Plants have built-in defense systems that help them cope with the pests and insects that feed on their leaves, fruit, stems, roots, and saps. Studying the underlying mechanisms of plant defenses is important for understanding plant biology.
When a plant is threatened, it can produce substances called benzoxazinoids that help with resistance to larvae or indirectly guards against aphids.
Maize plants have a switch that determines whether the plant releases a more toxic form of benzoxazinoids to guard against caterpillars or whether it produces less toxic benzoxazinoids that help induce the production of carbohydrates called callose that block cell walls so aphids can’t feed on sap.
In a new study, researchers from the University of Bern in Switzerland and the Max Planck Institute set out to see if benzoxazinoids acted the same way in wheat as they do in maize.
The researchers were able to characterize the different functions of benzoxazinoids in wheat including the regulation of the toxic and less toxic forms of the substance.

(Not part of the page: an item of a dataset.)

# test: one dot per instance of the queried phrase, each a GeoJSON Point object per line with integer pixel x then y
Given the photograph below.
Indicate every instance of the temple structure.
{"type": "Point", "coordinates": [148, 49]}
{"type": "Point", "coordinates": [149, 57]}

The team identified that much like maize, a switch determined which defense method was used and found that the switch is an enzyme called methyltransferase enzyme.
Both maize and wheat contain the methyltransferase enzyme, but this enzyme evolved differently in the two cereal crops according to the results of the study.
The study was published in the journal Science Advances.
“Our approach was to introduce the maize switch into wheat and to permanently activate it. Together with our colleagues from the Leibniz Institute of Plant Genetics and Crop Plant Research, we made transgenic wheat plants which were no longer able to choose between toxin production and defense regulation, but constantly produced the toxic form of the benzoxazinoids. This enabled us to elucidate the functions of benzoxazinoids in wheat in detail,” said Tobias Köllner, a member of the research team.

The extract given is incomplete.